Mi contrincante no disimuló su sorpresa, ni tampoco su derrota. Sin descubrir su personalidad, salió de los salones en dirección a la playa, donde ancoró su barco la noche anterior. Lo seguí precaviéndome de su reacción y, cuando ya oteaba el hervor espumoso de las olas, se percató de mí y descolgó del hombro su aguda espada. Le hice ver que mis intenciones eran de dialogar, de decirle que no todo estaba perdido para él.
—No vine a recuperar mi esposa ni mi reino —me anunció—. Regresé en busca de mi inmortalidad, la que me auguró Tiresias en su profecía, en la que vencía a todos los pretendientes con mi arco. Ahora solo queda ponerme en camino hasta llegar a los hombres que no conocen el mar, allí donde confundirán mi remo con un bieldo.

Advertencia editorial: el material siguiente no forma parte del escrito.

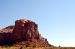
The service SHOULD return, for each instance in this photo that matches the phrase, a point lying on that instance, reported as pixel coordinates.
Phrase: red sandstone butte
(25, 32)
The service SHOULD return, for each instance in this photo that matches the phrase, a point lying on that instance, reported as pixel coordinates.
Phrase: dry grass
(13, 47)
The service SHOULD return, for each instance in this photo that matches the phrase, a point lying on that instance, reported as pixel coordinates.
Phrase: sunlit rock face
(25, 32)
(26, 29)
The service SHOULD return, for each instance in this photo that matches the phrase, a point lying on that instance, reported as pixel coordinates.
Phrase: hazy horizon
(55, 18)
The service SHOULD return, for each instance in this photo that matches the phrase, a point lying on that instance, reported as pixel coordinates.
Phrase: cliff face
(25, 32)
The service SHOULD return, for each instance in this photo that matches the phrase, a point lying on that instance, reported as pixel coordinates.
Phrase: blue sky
(56, 18)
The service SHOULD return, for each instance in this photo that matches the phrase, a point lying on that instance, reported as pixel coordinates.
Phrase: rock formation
(25, 32)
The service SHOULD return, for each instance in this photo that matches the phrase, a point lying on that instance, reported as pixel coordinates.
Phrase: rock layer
(25, 32)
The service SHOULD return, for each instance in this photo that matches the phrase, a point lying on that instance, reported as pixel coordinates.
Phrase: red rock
(25, 32)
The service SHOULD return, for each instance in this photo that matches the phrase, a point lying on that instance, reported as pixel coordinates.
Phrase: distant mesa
(24, 32)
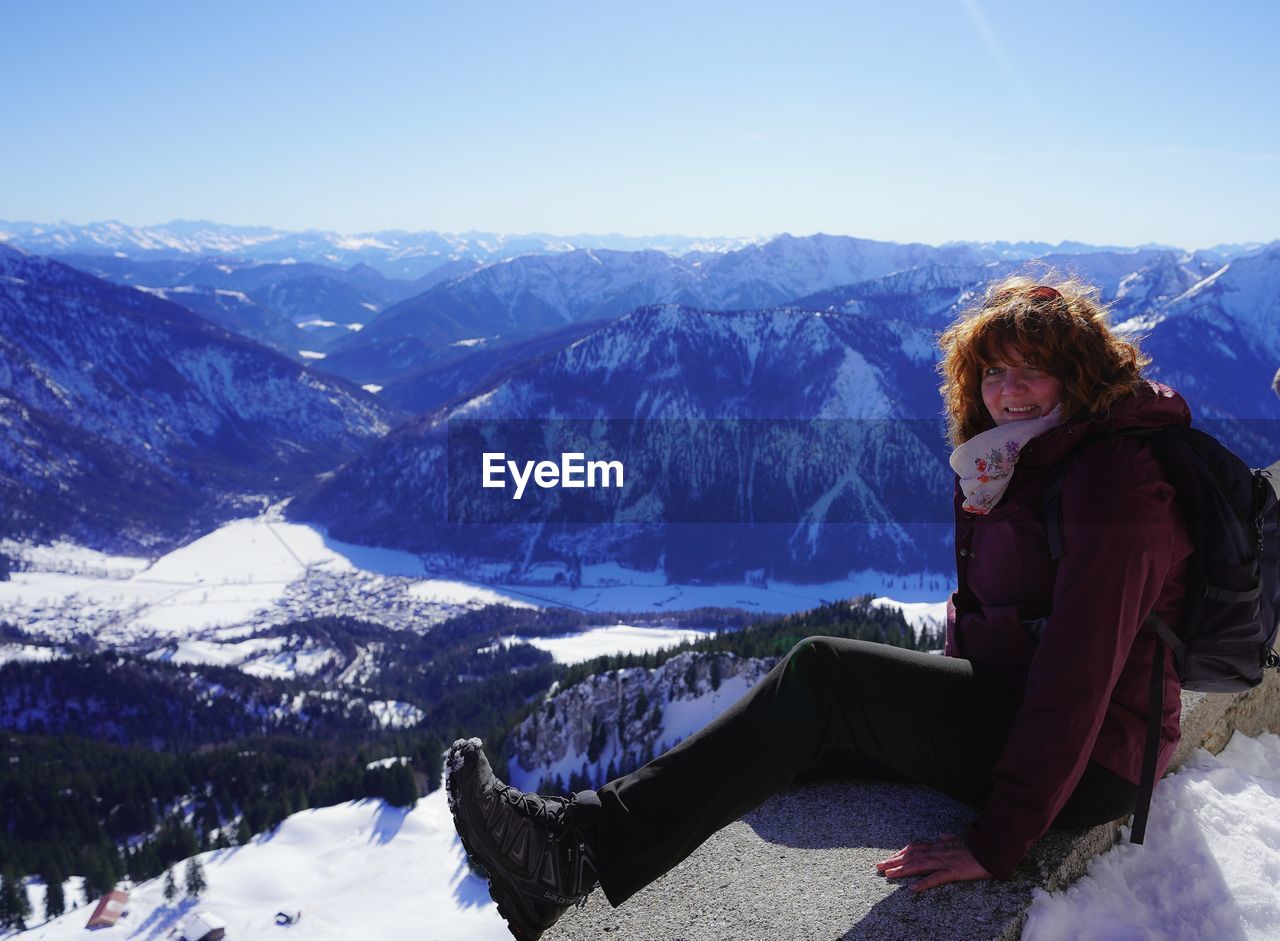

—No, divino Ulises —le repliqué—. La Historia no la hacen los héroes, la crean quienes la narran y lo dejan por escrito. Recompensaré la pérdida de tu reino con la inmortalidad.
—¿Quién eres y de qué país procedes? —me preguntó.
—Mi nombre es Homero y vengo de Esmirna. Yo haré que tu nombre perdure en la memoria de los siglos.